Access to health care and other resources, such as nutritious foods, employment, clean water, safe housing, education, etc. are crucial to maintaining health and well-being. In an ideal world, everyone would have access to these essential means for survival; however, it is all too apparent that this is not the case for many communities and populations around the world. It is desirable, therefore, for those groups who are not supported by a formal health care system to seek alternative solutions for the resources they lack.
Using case studies and other readings, along with group discussion, this course will explore the global, social, political, economic, and cultural factors that contribute to poor health. It will also look at methods for empowering communities who lack access to health care to create practical solutions that are relevant to their unique situations. Participatory research will be one of the key strategies dealt with in this course due to its focus on promoting change at the grass roots level.
Upon completion of this course participants will be able to:
• Identify micro and macro level factors that affect health and well-being.
• Collaborate with communities to evaluate their needs in regard to health and cultivate ideas for appropriate actions to address those needs.
• Provide support for community-based solutions to health issues by establishing connections to information and resources.
Noncredit courses do not produce academic credit nor appear on a Colorado State University academic transcript.
Due to the condensed time frame for this course, students cannot withdraw and receive a refund once the course begins.
David is a Ph.D. candidate in sociology. His B.A. and M.A. degrees are in anthropology. He is the director of program development for Village Earth: The Consortium for Sustainable Village-Based Development, and an instructor in CSU's anthropology department.
David's areas of expertise include community capacity building, social capital theory, participatory action research, survey and evaluative research methods, development with indigenous communities, and application of information communication technologies in rural development.

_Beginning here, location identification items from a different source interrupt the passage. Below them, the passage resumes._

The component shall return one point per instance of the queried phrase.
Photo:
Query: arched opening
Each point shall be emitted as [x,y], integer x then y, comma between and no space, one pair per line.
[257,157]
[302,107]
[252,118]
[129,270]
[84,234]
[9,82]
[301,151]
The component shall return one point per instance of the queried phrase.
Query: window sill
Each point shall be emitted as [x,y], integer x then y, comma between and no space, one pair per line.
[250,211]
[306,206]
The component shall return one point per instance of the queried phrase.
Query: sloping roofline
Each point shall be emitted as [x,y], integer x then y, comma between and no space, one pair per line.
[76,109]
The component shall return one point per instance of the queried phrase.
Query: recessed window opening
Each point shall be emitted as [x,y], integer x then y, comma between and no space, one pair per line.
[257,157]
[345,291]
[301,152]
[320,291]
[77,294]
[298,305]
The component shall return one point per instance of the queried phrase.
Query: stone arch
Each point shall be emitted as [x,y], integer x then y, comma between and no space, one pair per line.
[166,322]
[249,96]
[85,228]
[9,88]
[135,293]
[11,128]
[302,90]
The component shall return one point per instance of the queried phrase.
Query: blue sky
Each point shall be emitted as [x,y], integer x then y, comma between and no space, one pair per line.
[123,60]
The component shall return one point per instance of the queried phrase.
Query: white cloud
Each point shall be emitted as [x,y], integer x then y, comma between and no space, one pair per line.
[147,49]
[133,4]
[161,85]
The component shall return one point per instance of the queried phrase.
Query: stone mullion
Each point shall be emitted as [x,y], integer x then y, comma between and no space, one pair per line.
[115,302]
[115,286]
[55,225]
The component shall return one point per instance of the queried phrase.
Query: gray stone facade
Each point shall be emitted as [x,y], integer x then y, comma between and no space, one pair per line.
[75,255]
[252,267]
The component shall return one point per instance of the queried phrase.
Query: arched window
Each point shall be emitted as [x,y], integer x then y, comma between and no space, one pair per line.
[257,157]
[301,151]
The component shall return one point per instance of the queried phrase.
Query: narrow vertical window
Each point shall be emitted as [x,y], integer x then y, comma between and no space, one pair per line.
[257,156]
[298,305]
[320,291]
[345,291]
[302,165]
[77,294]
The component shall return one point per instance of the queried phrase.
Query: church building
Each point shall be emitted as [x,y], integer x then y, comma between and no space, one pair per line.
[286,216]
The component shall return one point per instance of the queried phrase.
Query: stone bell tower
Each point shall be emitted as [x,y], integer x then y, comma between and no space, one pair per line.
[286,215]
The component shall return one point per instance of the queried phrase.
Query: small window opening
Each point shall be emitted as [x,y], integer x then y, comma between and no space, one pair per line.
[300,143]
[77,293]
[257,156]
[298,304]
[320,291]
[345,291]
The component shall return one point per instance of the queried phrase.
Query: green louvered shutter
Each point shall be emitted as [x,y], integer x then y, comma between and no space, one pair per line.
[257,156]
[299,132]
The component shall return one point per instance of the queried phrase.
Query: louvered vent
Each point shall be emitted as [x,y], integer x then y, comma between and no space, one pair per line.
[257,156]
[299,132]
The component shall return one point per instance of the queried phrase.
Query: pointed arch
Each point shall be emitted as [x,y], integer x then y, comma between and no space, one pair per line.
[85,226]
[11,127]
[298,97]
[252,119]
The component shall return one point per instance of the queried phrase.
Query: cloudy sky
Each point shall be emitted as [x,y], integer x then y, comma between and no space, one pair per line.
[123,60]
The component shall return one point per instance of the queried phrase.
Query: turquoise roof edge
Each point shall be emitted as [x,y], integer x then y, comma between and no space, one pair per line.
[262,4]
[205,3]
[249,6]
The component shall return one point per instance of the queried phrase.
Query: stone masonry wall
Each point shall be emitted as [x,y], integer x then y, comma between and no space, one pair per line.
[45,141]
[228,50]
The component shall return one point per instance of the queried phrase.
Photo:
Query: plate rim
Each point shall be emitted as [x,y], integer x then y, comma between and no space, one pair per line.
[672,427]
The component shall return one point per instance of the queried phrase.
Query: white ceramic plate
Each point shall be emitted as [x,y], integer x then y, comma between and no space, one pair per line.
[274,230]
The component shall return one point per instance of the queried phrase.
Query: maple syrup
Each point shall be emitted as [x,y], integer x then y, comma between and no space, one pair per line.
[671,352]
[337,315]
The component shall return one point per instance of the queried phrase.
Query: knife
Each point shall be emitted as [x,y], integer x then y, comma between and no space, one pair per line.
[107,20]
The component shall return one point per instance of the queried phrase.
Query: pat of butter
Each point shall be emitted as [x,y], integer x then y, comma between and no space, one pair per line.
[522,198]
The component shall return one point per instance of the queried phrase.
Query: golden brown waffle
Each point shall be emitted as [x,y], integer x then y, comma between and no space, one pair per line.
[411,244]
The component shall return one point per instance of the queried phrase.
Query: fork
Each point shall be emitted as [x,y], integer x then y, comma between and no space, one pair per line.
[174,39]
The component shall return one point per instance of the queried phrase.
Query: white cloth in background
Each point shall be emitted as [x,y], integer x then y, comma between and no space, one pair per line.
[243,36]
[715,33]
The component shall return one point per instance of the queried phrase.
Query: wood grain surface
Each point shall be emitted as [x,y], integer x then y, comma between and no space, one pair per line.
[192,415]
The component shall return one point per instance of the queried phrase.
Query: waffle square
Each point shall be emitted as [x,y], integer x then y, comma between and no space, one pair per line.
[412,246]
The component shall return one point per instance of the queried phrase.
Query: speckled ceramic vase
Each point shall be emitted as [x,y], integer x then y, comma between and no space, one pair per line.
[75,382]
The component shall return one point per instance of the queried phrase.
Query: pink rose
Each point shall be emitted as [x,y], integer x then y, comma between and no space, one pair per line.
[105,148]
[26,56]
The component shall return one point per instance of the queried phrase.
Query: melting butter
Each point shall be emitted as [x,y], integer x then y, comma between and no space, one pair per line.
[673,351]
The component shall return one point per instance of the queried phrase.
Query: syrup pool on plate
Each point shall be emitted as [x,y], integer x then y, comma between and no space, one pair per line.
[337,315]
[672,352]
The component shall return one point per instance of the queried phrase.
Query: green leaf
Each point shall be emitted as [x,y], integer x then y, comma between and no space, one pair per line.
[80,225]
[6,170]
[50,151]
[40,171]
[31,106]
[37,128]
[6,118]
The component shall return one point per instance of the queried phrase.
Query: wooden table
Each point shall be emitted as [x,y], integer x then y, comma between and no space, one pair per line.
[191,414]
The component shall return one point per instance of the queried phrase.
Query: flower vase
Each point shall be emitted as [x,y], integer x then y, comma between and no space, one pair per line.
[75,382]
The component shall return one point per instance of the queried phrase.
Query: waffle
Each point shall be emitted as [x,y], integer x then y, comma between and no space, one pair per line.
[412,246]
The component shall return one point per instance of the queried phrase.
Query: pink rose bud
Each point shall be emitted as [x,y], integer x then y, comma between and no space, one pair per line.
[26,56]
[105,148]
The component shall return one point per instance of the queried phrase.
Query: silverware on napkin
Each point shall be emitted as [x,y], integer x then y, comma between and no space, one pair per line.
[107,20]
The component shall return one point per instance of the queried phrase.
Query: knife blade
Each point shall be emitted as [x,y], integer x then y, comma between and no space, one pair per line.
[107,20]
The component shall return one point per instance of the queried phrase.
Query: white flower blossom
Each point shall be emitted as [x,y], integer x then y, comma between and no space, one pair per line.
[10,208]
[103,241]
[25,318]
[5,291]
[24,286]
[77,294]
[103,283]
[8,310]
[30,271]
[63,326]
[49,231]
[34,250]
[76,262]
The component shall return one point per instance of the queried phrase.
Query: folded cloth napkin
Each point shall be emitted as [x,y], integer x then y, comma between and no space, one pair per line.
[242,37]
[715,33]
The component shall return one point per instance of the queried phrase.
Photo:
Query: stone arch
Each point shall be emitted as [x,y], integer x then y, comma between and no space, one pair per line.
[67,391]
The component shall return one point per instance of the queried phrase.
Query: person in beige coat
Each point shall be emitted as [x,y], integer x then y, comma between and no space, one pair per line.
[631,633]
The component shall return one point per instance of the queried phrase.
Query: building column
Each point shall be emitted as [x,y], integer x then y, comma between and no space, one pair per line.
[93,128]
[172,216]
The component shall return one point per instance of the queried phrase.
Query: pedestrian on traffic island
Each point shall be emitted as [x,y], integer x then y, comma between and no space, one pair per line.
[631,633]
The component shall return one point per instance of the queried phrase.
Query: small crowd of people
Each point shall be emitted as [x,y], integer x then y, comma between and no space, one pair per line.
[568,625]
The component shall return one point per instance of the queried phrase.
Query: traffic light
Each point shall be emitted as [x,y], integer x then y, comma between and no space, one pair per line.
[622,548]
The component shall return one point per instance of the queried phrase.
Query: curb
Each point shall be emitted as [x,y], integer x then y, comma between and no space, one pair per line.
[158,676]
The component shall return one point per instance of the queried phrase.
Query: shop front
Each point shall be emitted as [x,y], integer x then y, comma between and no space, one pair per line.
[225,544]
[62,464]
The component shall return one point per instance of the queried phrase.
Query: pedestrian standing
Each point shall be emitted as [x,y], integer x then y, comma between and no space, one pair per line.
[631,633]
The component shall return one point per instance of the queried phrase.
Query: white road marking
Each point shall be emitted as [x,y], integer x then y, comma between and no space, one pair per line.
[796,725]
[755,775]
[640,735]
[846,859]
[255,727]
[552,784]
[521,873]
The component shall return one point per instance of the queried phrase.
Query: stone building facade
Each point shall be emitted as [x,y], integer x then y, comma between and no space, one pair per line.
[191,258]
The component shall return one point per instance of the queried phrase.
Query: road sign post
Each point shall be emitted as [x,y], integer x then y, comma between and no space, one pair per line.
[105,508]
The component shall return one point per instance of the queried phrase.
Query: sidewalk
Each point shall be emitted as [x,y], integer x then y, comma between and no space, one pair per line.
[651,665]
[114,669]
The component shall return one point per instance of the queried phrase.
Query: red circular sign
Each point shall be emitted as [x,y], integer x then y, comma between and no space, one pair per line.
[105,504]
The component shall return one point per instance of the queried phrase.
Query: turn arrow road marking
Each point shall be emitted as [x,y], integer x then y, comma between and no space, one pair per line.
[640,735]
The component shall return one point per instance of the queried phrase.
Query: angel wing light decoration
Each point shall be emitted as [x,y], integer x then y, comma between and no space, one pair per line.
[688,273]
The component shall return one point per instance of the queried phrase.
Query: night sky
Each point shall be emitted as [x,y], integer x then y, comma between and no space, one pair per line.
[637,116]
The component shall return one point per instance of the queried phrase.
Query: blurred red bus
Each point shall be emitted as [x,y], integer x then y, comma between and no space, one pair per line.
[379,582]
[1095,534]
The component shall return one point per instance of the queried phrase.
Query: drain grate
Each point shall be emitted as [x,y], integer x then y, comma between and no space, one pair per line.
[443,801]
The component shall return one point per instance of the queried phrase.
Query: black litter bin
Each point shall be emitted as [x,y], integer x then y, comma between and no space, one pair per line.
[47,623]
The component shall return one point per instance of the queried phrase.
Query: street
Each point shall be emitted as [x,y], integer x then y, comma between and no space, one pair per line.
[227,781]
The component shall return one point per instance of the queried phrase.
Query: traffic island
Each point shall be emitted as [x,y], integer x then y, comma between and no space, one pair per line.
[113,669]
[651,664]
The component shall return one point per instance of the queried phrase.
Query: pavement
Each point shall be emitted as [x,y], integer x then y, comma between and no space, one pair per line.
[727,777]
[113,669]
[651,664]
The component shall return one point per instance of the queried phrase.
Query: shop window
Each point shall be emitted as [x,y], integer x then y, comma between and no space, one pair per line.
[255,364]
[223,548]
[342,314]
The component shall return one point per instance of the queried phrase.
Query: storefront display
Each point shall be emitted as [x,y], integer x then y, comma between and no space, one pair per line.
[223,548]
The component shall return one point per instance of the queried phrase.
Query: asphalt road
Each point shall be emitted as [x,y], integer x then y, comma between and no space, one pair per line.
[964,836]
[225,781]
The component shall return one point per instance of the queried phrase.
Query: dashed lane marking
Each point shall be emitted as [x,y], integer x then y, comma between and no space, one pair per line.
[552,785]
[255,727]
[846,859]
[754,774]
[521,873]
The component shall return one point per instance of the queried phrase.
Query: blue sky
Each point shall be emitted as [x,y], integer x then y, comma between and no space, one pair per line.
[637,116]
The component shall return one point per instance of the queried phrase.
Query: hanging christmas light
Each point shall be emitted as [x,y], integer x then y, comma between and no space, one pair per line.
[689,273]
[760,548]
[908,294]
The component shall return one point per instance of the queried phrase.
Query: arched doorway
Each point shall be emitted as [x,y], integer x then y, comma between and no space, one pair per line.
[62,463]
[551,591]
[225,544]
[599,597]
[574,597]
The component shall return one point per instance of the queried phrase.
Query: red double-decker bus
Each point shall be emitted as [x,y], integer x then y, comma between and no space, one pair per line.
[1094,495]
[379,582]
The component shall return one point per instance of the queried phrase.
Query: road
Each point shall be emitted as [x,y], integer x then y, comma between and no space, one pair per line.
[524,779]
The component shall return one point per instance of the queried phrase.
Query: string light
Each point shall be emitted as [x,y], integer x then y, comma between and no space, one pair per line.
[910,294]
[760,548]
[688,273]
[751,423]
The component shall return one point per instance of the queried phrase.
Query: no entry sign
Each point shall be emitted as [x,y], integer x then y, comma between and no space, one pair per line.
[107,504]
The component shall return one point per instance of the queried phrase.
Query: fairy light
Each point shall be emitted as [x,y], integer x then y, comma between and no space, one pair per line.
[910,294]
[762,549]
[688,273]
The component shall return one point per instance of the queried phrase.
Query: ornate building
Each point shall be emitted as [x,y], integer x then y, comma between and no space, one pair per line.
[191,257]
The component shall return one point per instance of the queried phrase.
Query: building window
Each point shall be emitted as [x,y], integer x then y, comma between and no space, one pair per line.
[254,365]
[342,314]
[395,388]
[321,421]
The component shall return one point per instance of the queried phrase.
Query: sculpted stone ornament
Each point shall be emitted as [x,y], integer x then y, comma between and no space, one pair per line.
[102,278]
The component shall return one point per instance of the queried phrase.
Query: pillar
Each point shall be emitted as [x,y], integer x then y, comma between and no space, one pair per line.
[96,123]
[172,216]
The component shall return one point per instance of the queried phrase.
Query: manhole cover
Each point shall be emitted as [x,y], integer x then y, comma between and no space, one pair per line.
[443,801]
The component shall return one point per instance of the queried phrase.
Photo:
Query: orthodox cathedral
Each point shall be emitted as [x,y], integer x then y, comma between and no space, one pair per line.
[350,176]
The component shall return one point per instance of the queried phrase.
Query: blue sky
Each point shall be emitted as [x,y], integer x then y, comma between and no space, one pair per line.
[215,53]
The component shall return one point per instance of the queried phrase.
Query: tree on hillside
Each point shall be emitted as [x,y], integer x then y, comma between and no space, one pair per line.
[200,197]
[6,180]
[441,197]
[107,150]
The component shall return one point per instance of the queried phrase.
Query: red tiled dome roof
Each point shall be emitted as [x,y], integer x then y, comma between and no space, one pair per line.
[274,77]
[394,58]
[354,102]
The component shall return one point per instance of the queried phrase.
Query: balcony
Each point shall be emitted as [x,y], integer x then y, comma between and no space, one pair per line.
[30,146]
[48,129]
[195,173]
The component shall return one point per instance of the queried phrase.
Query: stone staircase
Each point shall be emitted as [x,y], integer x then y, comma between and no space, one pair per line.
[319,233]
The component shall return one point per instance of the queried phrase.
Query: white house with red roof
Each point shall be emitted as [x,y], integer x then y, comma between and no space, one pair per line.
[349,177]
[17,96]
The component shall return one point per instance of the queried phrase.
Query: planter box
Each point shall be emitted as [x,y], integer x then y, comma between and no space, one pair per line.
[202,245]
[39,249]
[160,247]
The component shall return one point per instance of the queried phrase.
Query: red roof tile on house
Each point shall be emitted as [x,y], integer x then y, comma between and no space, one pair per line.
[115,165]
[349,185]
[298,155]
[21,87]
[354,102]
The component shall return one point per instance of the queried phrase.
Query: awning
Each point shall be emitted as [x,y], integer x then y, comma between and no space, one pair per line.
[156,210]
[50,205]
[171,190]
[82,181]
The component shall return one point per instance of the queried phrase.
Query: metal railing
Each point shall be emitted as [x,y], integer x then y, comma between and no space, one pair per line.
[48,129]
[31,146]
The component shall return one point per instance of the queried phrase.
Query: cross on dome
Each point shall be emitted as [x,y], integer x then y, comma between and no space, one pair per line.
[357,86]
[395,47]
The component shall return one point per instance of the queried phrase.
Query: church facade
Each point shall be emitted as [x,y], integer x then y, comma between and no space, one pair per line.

Teri Saydak has worked in Latin America for the past 10 years and continues to work with the international development organization, Concern America, based in Santa Ana, CA. She received her Bachelor’s degree in International Studies and Latin American Studies at the University of San Francisco. Teri's focus internationally is with income-generation cooperatives, community health models, grant writing, and community-run processes. Locally, Teri's been an active member of El Centro Cultural de Mexico in Santa Ana and has been involved in social justice work and community organizing through Son Jarocho music.